Une réflexion sur « Mon oncle de Jacques Tati »

  1. Permets-moi d’ajoute un petit bavardage autour de « mon Oncle ».

    Je trouve ton article épatant et je m’autorise à ajouter mon grain de sel par ces lignes qui sont une série de digressions en vrac qui me viennent après t’avoir lu et repensé à ce film que j’aime bien.

    J’aime aussi le voir avec les yeux de maintenant et mes souvenirs lacunaires de ces temps-là. L’époque de « mon oncle » correspond aux débuts récents du formica. Chacun avait à cœur de détruire les traces du passé. Terminé les affreux buffets Henri III et les comptoirs en zinc des bistrots. A la cave les pendules à coucou ! Voici celles de Christian Houriez à la RTF. Chacun la veut dans sa cuisine. Dehors, c’est Versailles et Chambord, Beaulieu qui attirent les regards… pas les châteaux, les voitures. A la radio, les chansons à textes (comme on dit) sont progressivement remplacées par le yé-yé. (C’est-à-dire des chansons sur « des gens qui se téléphonent », comme dit Brel). Les plus jeunes filles font du Hula-Hoop et les garçons comprennent qu’ils n’y arriveront jamais. Alors, ils cherchent autre chose pour pouvoir continuer à faire les malins… Il y a bien le foot avec Kopa, Piantoni, Fontaine, mais le compte n’y est pas. Il ya aussi les « mobs ».
    Et à cette époque, les marteaux-piqueurs du film nous sont familiers, très. À l’idée de modernité qui naguère concernait la connaissance, l’émancipation, le bonheur se substitue celle du progrès technique, de l’innovation et de productivité, et pour chacun … De confort moderne. Ces années sur le plan du confort, tiennent leur promesse. Quoi de mieux qu’une machine à laver ? Et quelle joie d’avoir un transistor.

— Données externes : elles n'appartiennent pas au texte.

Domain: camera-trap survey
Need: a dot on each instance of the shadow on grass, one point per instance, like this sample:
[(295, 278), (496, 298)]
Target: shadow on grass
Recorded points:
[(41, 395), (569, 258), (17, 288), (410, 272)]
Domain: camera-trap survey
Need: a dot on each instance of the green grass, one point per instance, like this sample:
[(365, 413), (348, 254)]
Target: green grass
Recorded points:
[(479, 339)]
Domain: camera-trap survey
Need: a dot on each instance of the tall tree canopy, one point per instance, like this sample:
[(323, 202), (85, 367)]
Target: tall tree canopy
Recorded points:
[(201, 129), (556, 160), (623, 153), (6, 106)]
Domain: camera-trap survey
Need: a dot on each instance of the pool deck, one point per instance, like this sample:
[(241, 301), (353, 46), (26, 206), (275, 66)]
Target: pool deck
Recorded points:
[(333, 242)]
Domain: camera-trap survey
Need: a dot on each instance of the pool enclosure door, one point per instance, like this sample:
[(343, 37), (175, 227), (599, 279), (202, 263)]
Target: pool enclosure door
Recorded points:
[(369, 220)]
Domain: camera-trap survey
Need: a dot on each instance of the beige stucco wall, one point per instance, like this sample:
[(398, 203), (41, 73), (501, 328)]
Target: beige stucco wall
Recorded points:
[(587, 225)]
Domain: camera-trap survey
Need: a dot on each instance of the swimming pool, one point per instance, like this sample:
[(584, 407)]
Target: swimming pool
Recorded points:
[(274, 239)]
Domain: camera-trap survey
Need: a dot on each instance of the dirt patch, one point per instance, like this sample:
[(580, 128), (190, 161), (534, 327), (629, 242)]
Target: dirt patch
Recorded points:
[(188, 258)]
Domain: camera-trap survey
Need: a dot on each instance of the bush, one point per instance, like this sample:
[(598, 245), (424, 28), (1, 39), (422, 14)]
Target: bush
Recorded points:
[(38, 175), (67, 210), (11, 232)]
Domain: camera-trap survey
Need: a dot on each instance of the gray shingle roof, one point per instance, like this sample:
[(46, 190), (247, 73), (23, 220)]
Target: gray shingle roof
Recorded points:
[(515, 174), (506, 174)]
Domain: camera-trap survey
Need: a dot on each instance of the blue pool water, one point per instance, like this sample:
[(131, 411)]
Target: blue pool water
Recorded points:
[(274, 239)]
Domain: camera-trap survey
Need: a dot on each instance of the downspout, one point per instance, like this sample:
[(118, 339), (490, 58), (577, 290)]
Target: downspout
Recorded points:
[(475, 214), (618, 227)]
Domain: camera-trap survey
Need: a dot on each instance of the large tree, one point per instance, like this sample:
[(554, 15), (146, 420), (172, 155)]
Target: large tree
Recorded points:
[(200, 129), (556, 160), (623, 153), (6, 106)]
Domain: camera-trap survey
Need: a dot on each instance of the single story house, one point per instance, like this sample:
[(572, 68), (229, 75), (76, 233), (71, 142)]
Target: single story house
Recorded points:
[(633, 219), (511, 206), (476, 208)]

    À cette époque, c’est aussi la crise du logement, et les cités nouvelles se construisent dans les prolongements des bourgs, en plein champ. Elles donnent à de nombreux couples modestes du baby-boom, l’espoir de ne pas continuer à vivre mal logés. Tati montre bien cet élan vers les blocs parallélépipédiques, qui deviendront après quelques décennies, le chômage aidant « les quartiers » d’aujourd’hui. Quant à la maison des « Arpel » dans « Mon oncle », c’est celle des classes supérieures, elle rassemble tout ce qui est enviable, elle est à la fois la réussite et le confort moderne, le bon goût et l’ordre, et elle indique la position sociale. Elle est l’aspiration de chacun. Comment blaguer avec ça ? Comment en montrer le kitch et la prétention sans méchanceté ? Et c’est tout l’art de Tati de parvenir à rendre compte d’une époque, d’une manière de vivre en étant drôle et critique.

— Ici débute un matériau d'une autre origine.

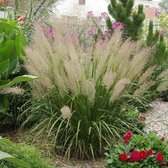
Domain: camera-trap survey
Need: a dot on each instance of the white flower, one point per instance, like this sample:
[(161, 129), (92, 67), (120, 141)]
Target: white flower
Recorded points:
[(66, 112)]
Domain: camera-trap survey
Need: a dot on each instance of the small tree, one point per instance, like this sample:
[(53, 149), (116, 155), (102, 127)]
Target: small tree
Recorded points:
[(122, 11)]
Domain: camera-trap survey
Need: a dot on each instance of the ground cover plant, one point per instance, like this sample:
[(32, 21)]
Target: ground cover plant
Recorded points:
[(21, 156), (146, 150), (83, 103)]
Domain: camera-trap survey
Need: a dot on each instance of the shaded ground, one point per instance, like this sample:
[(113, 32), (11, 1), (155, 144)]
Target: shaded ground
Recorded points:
[(157, 118)]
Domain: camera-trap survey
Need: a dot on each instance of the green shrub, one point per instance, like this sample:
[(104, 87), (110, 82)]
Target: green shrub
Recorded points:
[(26, 154), (134, 151), (12, 45), (82, 104)]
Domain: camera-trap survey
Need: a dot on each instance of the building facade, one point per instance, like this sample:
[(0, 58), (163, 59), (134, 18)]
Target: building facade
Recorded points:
[(79, 8)]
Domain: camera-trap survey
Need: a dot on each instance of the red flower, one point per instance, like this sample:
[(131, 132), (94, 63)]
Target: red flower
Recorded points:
[(164, 164), (123, 157), (159, 157), (150, 152), (4, 3), (143, 154), (163, 139), (127, 137), (134, 156), (142, 118)]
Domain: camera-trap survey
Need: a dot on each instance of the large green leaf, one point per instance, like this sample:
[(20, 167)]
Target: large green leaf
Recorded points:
[(24, 78)]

    Cette maison des Arpel, nous en voyons l’intérieur, parce qu’en tant que spectateurs, nous y sommes invités. Si ce n’était pas le cas, nous n’en verrions rien ou nous aurions à la rigueur, droit au « poisson-jet d’eau, ségrégationniste ». Elle est là, derrière ses murs et sa porte de jardin. Et ça aussi c’est « moderne », l’aspiration a « être chez soi » entre les quatre murs de son jardin. Soixante ans après, regardons autour de nous…Tati avait repéré une tendance bien typique.

    Il y a aussi tout ce jeu de courtoisie que tu signales. Et je pense aux couvre-chefs, les casquettes et les chapeaux. La casquette de Gérard était très répandue chez les enfants. Comme beaucoup, j’ai dû porter la même, et il fallait s’arrêter et se découvrir lorsque passait un corbillard; toucher sa visière pour saluer les adultes connus.

    Quant aux petits chiens galopins qui se réunissent pour se promener et jouer, j’ai connu cela, et si vous avez mon âge, vous aussi sans doute, Tati ne l’a pas inventé, il le montre. Et j’ai revu cette scène à Lisbonne au début 2000. Désormais, le monde est ouvert, en revanche, nos espaces privés sont clos et nos chiens tenus en laisse, d’ailleurs, c’est rationnel, on est passé de 6 millions deux cent mille véhicules en 1960 à 40 millions de nos jours (ce qui est une autre rationalité). Tati montrera ce phénomène naissant dans Trafic, mais c’est une autre histoire.

    PS : Madame Arpel, représente avec son amour du confort moderne, la femme à sa place…super ménagère, et à la maison… La femme au foyer c’est l’idéal de tous les messieurs Arpel (riches et pauvres).Choses modernes et idées modernes sont deux choses, bien sûr.